Polivanov, Evgenii

Polivanov, Evgenii Dmitrievich

 

Born Feb. 28 (Mar. 12), 1891, in Smolensk; died Jan. 25, 1938. Soviet Orientalist, linguist, and specialist in literature. Member of the CPSU from 1919.

In 1912, Polivanov graduated from both the University of St. Petersburg, where he studied under I. A. Baudouin de Cour-tenay and L. V. Shcherba, and the Oriental Practical Academy, where he studied in the Japanese division. He became head of the department of Oriental countries in the People’s Commissariat of Foreign Affairs in 1917 and a professor at the University of Petrograd in 1919. In 1921 he worked in the Comintern. Until 1926 he was a professor at the Middle Asian University in Tashkent. From 1926 to 1929 he worked in Moscow at the Russian Association of Social Science Research Institutes, the Institute of Language and Thought, and various linguistic institutions. He became a professor at the Uzbek State Scientific Research Institute in Samarkand in 1929 and in Tashkent in 1930. In 1934 he became a professor at the Kirghiz Institute of Cultural Construction in Frunze.

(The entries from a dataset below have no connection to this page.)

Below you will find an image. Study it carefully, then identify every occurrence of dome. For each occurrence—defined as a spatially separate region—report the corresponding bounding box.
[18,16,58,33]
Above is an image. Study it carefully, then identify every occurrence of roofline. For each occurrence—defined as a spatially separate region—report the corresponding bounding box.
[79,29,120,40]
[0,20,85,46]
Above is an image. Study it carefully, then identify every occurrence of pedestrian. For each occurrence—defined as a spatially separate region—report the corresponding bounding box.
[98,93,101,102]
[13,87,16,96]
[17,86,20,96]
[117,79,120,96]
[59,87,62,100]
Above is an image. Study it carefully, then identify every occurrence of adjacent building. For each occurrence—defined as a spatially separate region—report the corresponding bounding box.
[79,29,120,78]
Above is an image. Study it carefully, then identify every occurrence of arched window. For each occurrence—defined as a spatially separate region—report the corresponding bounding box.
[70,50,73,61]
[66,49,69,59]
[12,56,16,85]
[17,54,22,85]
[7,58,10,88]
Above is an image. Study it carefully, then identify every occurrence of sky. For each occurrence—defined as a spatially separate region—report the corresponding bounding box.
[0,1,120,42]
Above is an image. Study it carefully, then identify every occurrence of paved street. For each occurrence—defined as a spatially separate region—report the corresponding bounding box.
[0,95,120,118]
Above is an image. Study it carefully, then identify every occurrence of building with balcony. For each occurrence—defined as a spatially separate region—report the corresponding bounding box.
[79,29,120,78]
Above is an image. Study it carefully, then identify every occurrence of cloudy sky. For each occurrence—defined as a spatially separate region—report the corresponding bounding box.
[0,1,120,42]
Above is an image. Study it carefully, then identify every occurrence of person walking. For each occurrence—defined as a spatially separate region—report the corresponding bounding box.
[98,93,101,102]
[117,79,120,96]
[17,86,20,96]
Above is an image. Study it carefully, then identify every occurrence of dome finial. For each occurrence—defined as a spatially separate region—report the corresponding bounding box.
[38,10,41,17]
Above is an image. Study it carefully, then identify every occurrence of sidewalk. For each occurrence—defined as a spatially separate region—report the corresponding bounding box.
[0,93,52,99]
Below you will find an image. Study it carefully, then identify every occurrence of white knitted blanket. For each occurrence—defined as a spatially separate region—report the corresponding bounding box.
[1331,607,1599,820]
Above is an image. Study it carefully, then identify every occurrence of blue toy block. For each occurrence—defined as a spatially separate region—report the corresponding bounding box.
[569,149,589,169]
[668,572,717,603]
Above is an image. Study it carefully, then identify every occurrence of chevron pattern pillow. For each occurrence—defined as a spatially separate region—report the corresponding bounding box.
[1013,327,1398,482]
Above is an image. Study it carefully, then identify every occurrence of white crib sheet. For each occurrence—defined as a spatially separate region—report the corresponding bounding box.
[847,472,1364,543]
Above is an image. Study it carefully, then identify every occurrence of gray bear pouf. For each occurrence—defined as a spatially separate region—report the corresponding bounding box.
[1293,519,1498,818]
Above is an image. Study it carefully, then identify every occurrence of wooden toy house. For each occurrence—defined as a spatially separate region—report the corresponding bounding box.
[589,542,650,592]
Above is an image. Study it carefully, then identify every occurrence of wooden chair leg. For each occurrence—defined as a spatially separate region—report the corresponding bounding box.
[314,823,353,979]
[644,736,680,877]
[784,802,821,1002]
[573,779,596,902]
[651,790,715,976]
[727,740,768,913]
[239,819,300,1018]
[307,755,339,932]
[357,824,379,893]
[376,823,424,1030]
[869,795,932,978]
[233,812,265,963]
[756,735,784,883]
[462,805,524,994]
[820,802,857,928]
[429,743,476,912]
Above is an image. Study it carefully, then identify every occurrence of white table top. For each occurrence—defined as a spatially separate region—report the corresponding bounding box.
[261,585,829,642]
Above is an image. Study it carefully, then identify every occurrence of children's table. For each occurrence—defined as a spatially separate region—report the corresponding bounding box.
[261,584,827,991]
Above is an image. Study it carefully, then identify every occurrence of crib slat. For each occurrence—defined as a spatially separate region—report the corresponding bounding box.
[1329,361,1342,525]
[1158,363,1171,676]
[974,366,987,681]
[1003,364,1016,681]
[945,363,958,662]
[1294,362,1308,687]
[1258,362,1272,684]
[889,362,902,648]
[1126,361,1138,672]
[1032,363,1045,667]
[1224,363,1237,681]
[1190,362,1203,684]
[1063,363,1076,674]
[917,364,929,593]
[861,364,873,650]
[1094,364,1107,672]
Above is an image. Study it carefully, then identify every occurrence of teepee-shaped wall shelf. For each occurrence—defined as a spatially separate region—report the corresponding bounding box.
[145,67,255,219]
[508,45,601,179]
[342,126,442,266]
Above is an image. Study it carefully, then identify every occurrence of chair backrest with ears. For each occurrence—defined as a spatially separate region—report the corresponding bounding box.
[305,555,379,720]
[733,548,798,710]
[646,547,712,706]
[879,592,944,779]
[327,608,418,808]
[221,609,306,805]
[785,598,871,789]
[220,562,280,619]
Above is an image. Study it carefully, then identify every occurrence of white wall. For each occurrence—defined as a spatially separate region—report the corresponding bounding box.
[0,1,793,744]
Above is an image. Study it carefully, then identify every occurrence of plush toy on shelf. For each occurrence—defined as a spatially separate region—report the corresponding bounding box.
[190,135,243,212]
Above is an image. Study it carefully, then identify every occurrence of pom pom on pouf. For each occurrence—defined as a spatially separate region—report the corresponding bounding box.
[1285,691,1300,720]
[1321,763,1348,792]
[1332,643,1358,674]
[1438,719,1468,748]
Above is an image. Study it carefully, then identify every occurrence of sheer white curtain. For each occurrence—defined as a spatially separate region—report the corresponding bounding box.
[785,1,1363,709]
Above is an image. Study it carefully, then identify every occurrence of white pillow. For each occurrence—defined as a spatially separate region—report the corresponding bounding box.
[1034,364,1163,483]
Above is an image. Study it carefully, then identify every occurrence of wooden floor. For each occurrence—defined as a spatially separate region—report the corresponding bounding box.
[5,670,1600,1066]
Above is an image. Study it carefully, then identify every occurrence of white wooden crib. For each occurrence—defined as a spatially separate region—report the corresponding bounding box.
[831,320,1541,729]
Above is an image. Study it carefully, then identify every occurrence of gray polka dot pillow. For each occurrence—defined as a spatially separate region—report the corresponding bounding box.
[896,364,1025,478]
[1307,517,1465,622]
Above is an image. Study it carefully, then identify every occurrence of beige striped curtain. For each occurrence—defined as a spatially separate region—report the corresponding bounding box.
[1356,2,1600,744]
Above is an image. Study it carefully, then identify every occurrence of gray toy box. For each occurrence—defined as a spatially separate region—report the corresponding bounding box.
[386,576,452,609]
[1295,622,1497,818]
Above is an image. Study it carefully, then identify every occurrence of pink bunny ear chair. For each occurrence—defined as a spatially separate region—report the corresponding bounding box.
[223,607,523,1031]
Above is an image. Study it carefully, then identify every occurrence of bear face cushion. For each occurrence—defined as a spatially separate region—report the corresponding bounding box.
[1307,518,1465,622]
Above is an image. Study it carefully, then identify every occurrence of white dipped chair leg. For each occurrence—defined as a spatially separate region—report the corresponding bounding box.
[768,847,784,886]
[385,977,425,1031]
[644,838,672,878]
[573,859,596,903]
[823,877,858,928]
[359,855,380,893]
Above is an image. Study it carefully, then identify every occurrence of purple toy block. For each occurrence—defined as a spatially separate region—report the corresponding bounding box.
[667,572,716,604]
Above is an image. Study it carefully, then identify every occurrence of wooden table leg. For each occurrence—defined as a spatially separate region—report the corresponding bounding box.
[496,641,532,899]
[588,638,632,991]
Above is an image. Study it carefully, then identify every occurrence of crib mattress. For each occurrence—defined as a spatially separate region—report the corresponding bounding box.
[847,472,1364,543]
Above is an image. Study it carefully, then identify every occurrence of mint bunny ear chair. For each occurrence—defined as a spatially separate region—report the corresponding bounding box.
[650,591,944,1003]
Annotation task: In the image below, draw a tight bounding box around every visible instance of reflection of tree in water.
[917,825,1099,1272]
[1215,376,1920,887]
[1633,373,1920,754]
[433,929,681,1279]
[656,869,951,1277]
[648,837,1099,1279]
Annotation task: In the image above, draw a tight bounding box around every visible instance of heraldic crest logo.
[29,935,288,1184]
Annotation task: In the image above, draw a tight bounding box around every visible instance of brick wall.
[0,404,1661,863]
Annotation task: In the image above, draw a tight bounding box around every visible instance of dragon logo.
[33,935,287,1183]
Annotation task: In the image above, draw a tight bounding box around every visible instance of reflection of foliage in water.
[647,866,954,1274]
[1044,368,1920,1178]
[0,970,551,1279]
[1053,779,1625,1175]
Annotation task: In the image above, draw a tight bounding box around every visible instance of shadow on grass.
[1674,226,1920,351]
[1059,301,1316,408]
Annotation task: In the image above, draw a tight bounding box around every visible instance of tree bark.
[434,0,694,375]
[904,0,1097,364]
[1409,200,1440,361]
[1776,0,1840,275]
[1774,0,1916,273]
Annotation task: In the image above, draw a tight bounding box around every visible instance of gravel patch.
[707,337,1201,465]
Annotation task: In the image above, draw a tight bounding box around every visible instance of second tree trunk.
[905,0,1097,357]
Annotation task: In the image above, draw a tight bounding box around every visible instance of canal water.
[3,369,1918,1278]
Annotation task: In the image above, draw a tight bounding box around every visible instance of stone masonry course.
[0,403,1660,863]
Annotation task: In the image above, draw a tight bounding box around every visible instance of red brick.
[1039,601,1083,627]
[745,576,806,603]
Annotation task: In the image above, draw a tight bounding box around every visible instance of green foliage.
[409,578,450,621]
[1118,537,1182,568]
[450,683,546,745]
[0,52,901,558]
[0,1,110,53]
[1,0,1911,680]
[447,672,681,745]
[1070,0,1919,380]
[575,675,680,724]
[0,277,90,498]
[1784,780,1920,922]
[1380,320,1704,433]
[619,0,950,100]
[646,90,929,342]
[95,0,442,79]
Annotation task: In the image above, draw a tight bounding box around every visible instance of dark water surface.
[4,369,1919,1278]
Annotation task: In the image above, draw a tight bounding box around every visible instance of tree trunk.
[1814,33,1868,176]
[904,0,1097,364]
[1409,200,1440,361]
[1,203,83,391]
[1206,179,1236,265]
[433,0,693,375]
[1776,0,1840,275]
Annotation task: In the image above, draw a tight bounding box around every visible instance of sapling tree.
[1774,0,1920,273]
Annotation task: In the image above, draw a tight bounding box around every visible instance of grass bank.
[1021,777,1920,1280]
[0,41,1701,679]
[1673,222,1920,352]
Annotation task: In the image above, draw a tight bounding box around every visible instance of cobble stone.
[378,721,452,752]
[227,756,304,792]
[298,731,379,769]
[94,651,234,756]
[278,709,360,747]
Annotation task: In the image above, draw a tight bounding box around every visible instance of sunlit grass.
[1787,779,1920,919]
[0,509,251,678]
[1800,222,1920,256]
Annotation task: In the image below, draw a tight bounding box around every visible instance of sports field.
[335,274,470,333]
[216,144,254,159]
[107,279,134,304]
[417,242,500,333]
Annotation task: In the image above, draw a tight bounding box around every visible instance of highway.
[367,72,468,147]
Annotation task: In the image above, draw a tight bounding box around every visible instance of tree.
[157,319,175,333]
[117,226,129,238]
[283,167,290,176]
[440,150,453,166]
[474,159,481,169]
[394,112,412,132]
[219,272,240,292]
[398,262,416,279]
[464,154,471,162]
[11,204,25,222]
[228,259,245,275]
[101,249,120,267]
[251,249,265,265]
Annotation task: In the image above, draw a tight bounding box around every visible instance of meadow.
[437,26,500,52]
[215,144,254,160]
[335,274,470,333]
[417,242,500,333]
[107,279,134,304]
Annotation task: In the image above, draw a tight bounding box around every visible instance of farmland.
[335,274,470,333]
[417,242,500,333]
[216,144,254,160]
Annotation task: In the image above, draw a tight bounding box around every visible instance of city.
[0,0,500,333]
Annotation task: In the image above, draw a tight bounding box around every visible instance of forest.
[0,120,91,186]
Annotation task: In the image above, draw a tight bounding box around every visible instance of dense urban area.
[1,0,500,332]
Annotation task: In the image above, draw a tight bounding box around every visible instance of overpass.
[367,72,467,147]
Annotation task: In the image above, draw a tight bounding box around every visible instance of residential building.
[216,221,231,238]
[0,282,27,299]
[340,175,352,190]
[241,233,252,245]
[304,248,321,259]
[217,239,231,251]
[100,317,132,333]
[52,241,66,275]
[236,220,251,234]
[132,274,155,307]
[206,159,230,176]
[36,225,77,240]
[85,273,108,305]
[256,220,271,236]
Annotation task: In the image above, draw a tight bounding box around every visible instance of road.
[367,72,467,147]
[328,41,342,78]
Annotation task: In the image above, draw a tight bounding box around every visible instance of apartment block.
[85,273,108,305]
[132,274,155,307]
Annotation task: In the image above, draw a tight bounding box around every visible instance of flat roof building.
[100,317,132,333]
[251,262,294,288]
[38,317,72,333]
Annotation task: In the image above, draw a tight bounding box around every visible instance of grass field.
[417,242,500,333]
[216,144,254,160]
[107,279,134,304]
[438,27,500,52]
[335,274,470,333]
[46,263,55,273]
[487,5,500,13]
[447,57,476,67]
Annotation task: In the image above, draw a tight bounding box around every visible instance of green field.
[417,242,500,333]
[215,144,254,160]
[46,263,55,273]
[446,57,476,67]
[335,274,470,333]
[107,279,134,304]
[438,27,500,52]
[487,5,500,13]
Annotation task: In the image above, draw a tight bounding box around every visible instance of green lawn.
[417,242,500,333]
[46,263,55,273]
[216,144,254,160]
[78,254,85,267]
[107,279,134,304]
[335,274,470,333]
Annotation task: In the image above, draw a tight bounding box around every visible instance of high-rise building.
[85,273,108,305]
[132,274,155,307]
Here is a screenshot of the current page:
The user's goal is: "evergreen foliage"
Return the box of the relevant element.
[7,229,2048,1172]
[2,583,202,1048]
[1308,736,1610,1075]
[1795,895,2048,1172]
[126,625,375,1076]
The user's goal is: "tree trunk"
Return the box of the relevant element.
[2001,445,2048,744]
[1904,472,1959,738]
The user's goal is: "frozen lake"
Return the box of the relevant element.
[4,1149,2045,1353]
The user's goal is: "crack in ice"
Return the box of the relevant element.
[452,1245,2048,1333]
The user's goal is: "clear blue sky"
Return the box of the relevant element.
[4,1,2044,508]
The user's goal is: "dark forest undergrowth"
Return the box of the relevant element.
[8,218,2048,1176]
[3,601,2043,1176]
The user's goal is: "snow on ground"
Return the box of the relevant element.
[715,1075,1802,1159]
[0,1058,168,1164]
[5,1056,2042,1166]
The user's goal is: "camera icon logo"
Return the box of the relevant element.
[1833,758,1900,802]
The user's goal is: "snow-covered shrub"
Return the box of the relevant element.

Polivanov’s major works are on the Japanese, Chinese, Uzbek, and Dungan languages and on general linguistics. His works include Introduction to Linguistics for Higher Educational Institutions in Oriental Studies (1928), A Grammar of Modern Chinese (1930, with A. I. Ivanov), A Grammar of Spoken Japanese (1930, with O. V. Pletner), and For Marxist Linguistics (1931). In 1928 and 1929 he came out against N. Ia. Marr’s “new studies of language.” Polivanov was one of the founders of historical phonology and the creator of an original theory of language evolution. His system for transliterating Japanese into Russian is the system now in general use. Polivanov was the first to develop a linguistic framework and methodological guidelines for teaching Russian to non-Russians; his works in this area include Russian Grammar in Comparison With the Uzbek Language (1933) and An Attempt at Methods of Teaching Russian (1935; 3rd ed., 1968). He significantly aided in the creation of writing systems, textbooks, and educational aids for new written languages.

Together with L. P. Iakubinskii, Polivanov was one of the founders and members of the Society for the Study of Poetic Language. He wrote a number of works on general questions of linguistic poetics and the poetics of Turkic, Chinese, and Japanese literatures. He studied folklore, including the Kirghiz epic Manas, and investigated the theory of the migration of plots.

WORKS

Stat’i po obshchemu iazykoznaniiu. Moscow, 1968.
“Foneticheskie konvergentsii.” Voprosy iazykoznaniia, 1957, no. 3.
“Obshchii foneticheskii printsip vsiakoi poeticheskoi tekhniki.” Voprosy iazykoznaniia, 1963, no. 1.

REFERENCES

Ivanov, Viach. V. “Lingvisticheskie vzgliady E. D. Polivanova.” Voprosy iazykoznaniia, 1957, no. 3.
Leont’ev, A. A. “I. A. Boduen de Kurtene i peterburgskaia shkola russkoi lingvistiki.” Voprosy iazykoznaniia, 1961, no. 4.
Leont’ev, A. A. “E. D. Polivanov i obuchenie russkomu iazyku v natsional’noi shkole.” Russkii iazyk v natsional’noi shkole, 1966, no. 2.
“Materialy konferentsii.” In the collection Aktual’nye voprosy sovremen-nogo iazykoznaniia i lingvisticheskoe nasledie E. D. Polivanova, vol. 1. Samarkand, 1964.